I read a few posts that made me question whether I understood these concepts or could explain them clearly. There were lots of diagrams, and at least for me, too many words. That's not their problem, it's mine. That's a little bit embarrassing as I've written code that applies all three.
Here's a stab at simplifying it. Feel free to offer corrections, although the intent is to make these concepts easier to understand so that someone can learn about them in more detail, not to include all of those details up front.
While concurrency, parallelism, and multithreading are not the same thing, I think the biggest confusion is mixing those three related concepts with asynchronous execution (
Another confusion is that in the context of .NET code the words "concurrent" and "parallel" differ from their use elsewhere. That's unfortunate. I've added some clarifications at the end of this post.
Different threads are doing different things at the same time. A simple example is a web application which may start processing one request on one thread and then, if another request comes in while it's still processing the first one, start processing the next one on another thread.
I need perform 100 of some task. If I divide up that work between multiple threads that work simultaneously, I'll finish faster.
void ProcessThingsInParallel(IEnumerable<ThingINeedToProcess> things)
Parallel.ForEach(things, thing => thing.Process());
This gets mixed up with the other two, likely because it has something to do with threads. But it's entirely different.
Async describes how individual threads are used.
- If I execute a stored procedure using
SqlCommand.ExecuteNonQueryand the procedure runs for ten seconds, the thread used to call that method will do nothing for ten seconds except wait.
- If I execute it using
await SqlCommand.ExecuteNonQueryAsyncin an
asyncmethod, that thread can do other things for ten seconds. When the command is finished executing, that thread (or another one - we don't really care) will pick up where the first thread left off.
These are not comprehensive definitions or detailed technical descriptions. In my experience, sometimes we need simpler explanations before trying to process the big articles with lots of diagrams. Or maybe it's just me that needs that.
Perhaps when this is polished up I can add a second post with some of the details with which I didn't want to clutter this one.
I really wanted to make this post short and simple. It wasn't meant to be.

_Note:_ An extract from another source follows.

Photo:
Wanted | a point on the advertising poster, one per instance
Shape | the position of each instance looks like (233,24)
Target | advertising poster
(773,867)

In the context of .NET applications, concurrency is almost always associated with execution on simultaneous threads. That's probably not intentional.
ConcurrentQueue and other collections in the same namespace. The description is:
Represents a thread-safe first in-first out (FIFO) collection.

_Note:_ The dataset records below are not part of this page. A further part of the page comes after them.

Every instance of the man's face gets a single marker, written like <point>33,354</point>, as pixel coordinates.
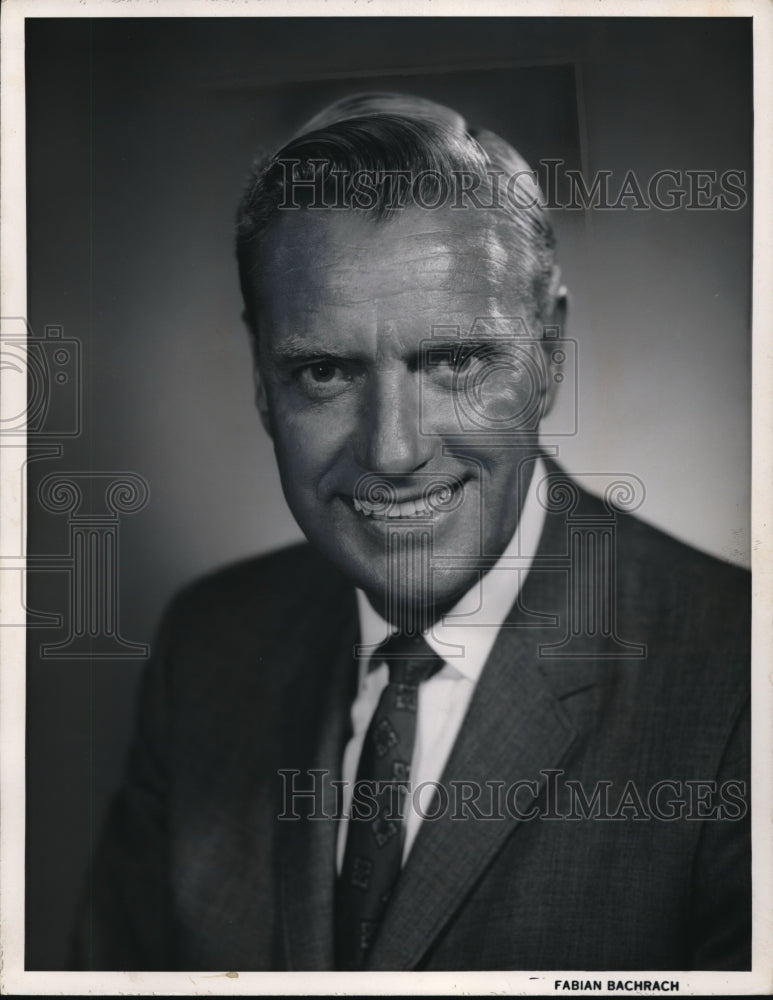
<point>366,397</point>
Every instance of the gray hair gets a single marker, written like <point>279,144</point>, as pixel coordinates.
<point>381,137</point>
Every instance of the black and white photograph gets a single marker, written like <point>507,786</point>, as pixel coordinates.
<point>385,445</point>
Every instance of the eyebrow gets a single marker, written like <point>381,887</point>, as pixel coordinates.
<point>296,350</point>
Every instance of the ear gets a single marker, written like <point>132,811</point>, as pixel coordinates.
<point>556,321</point>
<point>261,400</point>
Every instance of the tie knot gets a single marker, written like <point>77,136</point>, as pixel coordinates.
<point>410,658</point>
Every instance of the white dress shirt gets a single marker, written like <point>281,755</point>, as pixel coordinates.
<point>463,638</point>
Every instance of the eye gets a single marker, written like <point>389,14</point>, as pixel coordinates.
<point>322,371</point>
<point>322,379</point>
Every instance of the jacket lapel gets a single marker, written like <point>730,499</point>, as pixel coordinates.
<point>514,730</point>
<point>319,704</point>
<point>522,722</point>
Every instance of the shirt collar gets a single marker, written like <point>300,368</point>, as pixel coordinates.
<point>465,635</point>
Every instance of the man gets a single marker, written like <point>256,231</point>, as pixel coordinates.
<point>484,720</point>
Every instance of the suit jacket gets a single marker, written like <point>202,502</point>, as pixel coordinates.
<point>253,675</point>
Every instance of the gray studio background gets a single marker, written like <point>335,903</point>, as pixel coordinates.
<point>139,136</point>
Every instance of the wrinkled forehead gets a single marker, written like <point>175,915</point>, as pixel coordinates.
<point>339,259</point>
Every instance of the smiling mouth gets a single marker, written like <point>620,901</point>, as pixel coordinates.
<point>425,506</point>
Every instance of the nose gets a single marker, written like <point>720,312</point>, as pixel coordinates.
<point>390,439</point>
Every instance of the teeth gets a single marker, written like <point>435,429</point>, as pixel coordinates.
<point>408,508</point>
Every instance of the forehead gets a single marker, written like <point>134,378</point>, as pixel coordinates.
<point>440,266</point>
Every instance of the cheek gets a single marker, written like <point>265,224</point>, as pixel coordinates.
<point>307,445</point>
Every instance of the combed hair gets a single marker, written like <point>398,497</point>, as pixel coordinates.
<point>382,135</point>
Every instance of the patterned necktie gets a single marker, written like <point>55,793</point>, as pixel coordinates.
<point>374,839</point>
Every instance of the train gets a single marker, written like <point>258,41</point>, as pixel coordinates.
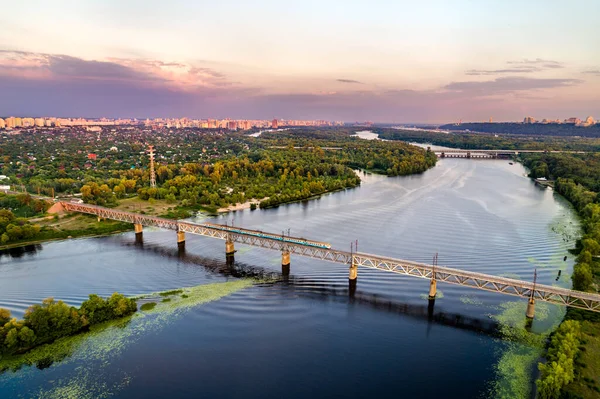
<point>257,233</point>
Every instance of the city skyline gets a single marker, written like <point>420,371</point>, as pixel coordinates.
<point>397,63</point>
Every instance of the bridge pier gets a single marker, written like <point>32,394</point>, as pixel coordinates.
<point>353,272</point>
<point>285,262</point>
<point>530,308</point>
<point>229,248</point>
<point>432,289</point>
<point>181,239</point>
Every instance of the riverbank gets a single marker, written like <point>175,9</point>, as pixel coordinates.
<point>242,206</point>
<point>65,227</point>
<point>167,303</point>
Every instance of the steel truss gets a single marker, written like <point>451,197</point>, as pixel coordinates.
<point>486,282</point>
<point>546,293</point>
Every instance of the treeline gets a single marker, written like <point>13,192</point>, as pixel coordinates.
<point>559,370</point>
<point>51,320</point>
<point>529,129</point>
<point>489,141</point>
<point>14,229</point>
<point>23,205</point>
<point>389,158</point>
<point>574,179</point>
<point>280,176</point>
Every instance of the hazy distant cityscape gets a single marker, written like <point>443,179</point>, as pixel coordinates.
<point>231,124</point>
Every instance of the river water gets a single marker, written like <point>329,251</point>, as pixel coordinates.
<point>306,335</point>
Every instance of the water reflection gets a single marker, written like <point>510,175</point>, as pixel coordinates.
<point>19,252</point>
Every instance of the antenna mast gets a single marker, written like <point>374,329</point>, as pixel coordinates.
<point>152,173</point>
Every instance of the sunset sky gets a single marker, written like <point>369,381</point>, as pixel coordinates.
<point>386,61</point>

If our concurrency was not achieved using multiple threads we would not need a thread-safe collection. We would just use a
Use of the word "concurrent" in the namespace and classes is accurate - the word means "simultaneous, at the same time." But the result is that when working with .NET concurrency and multithreading have become intertwined.
If "concurrency" means multithreading then it's not related to
async/await. If it means doing multiple things at once then
async/await supports concurrency by allowing a single thread to start one process and then do something else instead of waiting for the first process to finish.

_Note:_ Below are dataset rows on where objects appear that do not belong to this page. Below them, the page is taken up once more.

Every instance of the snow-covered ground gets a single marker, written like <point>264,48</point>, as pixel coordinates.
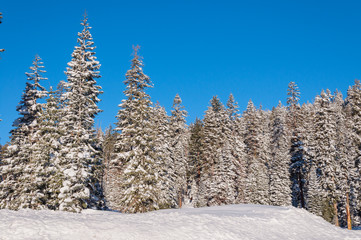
<point>225,222</point>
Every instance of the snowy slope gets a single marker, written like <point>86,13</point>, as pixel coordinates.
<point>225,222</point>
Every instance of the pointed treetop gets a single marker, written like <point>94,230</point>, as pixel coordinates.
<point>250,106</point>
<point>293,94</point>
<point>136,49</point>
<point>216,104</point>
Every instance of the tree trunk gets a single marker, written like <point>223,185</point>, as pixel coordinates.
<point>349,225</point>
<point>301,190</point>
<point>180,199</point>
<point>335,216</point>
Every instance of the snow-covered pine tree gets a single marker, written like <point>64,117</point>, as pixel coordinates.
<point>216,156</point>
<point>343,150</point>
<point>109,176</point>
<point>325,158</point>
<point>280,185</point>
<point>179,147</point>
<point>135,146</point>
<point>353,104</point>
<point>164,163</point>
<point>194,166</point>
<point>45,180</point>
<point>257,187</point>
<point>18,161</point>
<point>237,146</point>
<point>80,158</point>
<point>297,166</point>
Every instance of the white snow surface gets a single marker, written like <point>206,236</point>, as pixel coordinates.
<point>223,222</point>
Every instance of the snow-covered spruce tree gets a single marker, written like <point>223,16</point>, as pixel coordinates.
<point>298,163</point>
<point>237,146</point>
<point>353,104</point>
<point>109,184</point>
<point>343,153</point>
<point>80,159</point>
<point>135,146</point>
<point>257,188</point>
<point>179,147</point>
<point>164,163</point>
<point>280,185</point>
<point>325,158</point>
<point>216,156</point>
<point>45,181</point>
<point>194,162</point>
<point>18,161</point>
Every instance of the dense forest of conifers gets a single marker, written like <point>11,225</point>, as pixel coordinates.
<point>305,155</point>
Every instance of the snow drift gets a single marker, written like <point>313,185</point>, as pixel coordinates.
<point>224,222</point>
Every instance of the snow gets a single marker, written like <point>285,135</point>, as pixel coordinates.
<point>224,222</point>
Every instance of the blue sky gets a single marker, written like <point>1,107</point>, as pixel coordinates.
<point>195,48</point>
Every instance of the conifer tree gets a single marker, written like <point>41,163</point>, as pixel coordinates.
<point>257,188</point>
<point>237,147</point>
<point>45,180</point>
<point>325,158</point>
<point>215,157</point>
<point>135,146</point>
<point>110,175</point>
<point>280,185</point>
<point>298,163</point>
<point>165,164</point>
<point>17,164</point>
<point>80,158</point>
<point>194,166</point>
<point>178,146</point>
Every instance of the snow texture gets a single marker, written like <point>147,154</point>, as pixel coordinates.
<point>222,222</point>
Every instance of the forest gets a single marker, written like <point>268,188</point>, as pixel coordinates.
<point>306,156</point>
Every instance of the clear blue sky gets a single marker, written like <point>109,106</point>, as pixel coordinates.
<point>195,48</point>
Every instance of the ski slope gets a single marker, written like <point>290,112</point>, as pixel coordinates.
<point>224,222</point>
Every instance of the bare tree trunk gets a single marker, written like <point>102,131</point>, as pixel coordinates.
<point>349,225</point>
<point>336,216</point>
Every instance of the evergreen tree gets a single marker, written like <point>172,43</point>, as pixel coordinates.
<point>45,181</point>
<point>179,142</point>
<point>298,163</point>
<point>17,164</point>
<point>257,188</point>
<point>216,159</point>
<point>80,158</point>
<point>280,185</point>
<point>325,158</point>
<point>135,146</point>
<point>165,164</point>
<point>110,175</point>
<point>237,147</point>
<point>194,166</point>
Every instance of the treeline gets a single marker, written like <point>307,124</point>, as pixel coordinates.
<point>307,156</point>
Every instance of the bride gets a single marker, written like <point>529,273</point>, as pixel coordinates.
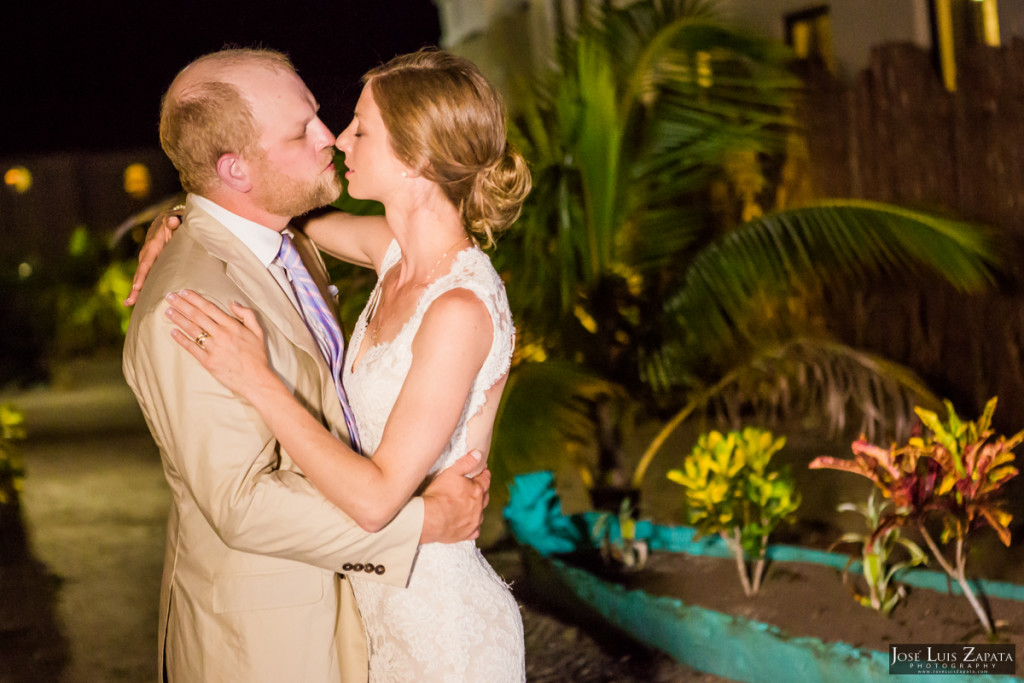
<point>428,358</point>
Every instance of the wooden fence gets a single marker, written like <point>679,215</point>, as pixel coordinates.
<point>895,134</point>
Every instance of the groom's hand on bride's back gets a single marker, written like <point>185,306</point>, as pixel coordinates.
<point>453,504</point>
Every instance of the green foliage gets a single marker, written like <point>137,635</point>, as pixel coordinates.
<point>11,472</point>
<point>877,556</point>
<point>952,474</point>
<point>643,253</point>
<point>731,491</point>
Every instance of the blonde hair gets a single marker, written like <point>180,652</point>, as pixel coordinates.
<point>444,119</point>
<point>205,119</point>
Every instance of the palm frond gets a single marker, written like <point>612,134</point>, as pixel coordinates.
<point>544,418</point>
<point>839,244</point>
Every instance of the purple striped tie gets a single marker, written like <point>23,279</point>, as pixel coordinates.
<point>323,325</point>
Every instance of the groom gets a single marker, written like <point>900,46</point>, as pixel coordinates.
<point>251,588</point>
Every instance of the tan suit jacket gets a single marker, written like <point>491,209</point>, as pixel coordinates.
<point>250,589</point>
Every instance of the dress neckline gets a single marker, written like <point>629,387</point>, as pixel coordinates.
<point>364,326</point>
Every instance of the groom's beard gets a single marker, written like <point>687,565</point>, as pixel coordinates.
<point>283,195</point>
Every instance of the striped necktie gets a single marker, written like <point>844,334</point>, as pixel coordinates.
<point>322,323</point>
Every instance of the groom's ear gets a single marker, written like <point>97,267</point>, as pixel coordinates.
<point>235,172</point>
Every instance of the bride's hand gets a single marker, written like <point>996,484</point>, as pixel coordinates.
<point>157,237</point>
<point>231,348</point>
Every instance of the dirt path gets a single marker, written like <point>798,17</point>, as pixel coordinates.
<point>81,605</point>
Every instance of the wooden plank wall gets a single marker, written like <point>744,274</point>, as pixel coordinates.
<point>895,134</point>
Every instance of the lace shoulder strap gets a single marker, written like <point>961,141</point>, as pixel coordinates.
<point>472,270</point>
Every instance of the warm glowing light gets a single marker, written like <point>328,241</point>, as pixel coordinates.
<point>18,178</point>
<point>138,181</point>
<point>705,73</point>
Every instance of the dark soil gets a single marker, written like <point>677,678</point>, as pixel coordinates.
<point>805,599</point>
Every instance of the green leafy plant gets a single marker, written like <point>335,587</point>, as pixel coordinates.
<point>877,553</point>
<point>730,491</point>
<point>951,475</point>
<point>624,549</point>
<point>633,262</point>
<point>11,472</point>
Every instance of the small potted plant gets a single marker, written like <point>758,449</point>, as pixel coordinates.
<point>877,556</point>
<point>950,476</point>
<point>11,472</point>
<point>731,492</point>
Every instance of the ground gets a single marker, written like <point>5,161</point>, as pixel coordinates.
<point>80,563</point>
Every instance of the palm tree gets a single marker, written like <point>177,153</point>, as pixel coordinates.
<point>643,271</point>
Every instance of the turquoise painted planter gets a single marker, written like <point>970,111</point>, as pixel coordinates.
<point>722,644</point>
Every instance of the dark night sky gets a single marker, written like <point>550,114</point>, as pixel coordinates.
<point>88,76</point>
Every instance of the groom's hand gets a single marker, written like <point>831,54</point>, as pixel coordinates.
<point>453,504</point>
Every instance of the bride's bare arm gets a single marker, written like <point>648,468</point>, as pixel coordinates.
<point>449,350</point>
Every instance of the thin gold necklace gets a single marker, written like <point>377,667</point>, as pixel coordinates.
<point>423,283</point>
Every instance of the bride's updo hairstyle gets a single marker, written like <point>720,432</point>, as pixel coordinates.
<point>445,120</point>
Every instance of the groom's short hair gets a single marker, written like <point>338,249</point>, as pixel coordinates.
<point>205,114</point>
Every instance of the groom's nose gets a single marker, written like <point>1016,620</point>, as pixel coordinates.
<point>325,138</point>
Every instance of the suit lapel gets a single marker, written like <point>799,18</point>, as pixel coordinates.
<point>256,282</point>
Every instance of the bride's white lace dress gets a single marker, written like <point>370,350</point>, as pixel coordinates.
<point>457,620</point>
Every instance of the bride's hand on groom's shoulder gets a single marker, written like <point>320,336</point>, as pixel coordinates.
<point>157,237</point>
<point>455,500</point>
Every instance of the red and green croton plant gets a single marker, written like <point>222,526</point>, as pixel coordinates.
<point>949,476</point>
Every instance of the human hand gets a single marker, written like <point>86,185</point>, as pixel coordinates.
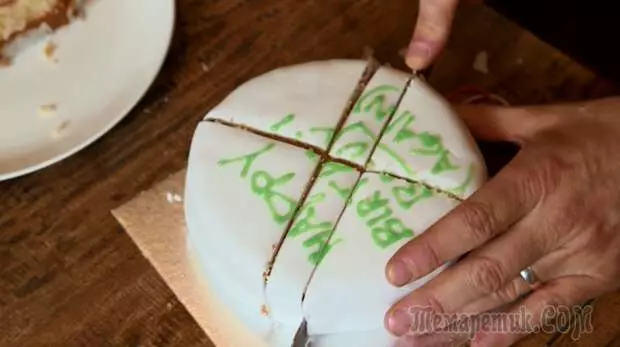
<point>554,207</point>
<point>431,32</point>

Parallelism broadly means achieving concurrency by distributing work across multiple CPUs. So in .NET discussions when we talk about concurrency we mean parallelism.
In .NET world when we talk about parallelism we're often referring to a subset, a particular application of parallelism. It's when we have a very specific set of computations to perform and we distribute it across multiple threads.
Why? Look at Microsoft's Task Parallel Library and you'll see that most links referring to "parallel programming" lead to
Parallel.ForEach or other implementations which start with a set of tasks and distribute them.
This is not to imply that all .NET developers are confused about these concepts. It's just that in documentation or StackOverflow discussions we tend to use the terms differently.
Consider this paragraph from the description of a book entitled Concurrency In .NET, emphasis mine:
Unlock the incredible performance built into your multi-processor machines. Concurrent applications run faster because they spread work across processor cores, performing several tasks at the same time. Modern tools and techniques on the .NET platform, including parallel LINQ, functional programming, asynchronous programming, and the Task Parallel Library, offer powerful alternatives to traditional thread-based concurrency.
Okay, now I know it's not just me. Concurrency is equated with threads executing on different processors, and thread-based concurrency is "traditional." What's more, the Task Parallel Library is called an alternative to thread-based concurrency when it's explicitly a way to implement concurrency using multiple threads. I think I know what he means, but we've blurred some meanings.
Even referring to ".NET" is a bit vague at this point because we used to equate it with software running on multi-CPU Windows computers, but now it runs on all sorts of things.
Now my clarification is longer than the original post and involves five definitions of three terms. I'm really sorry.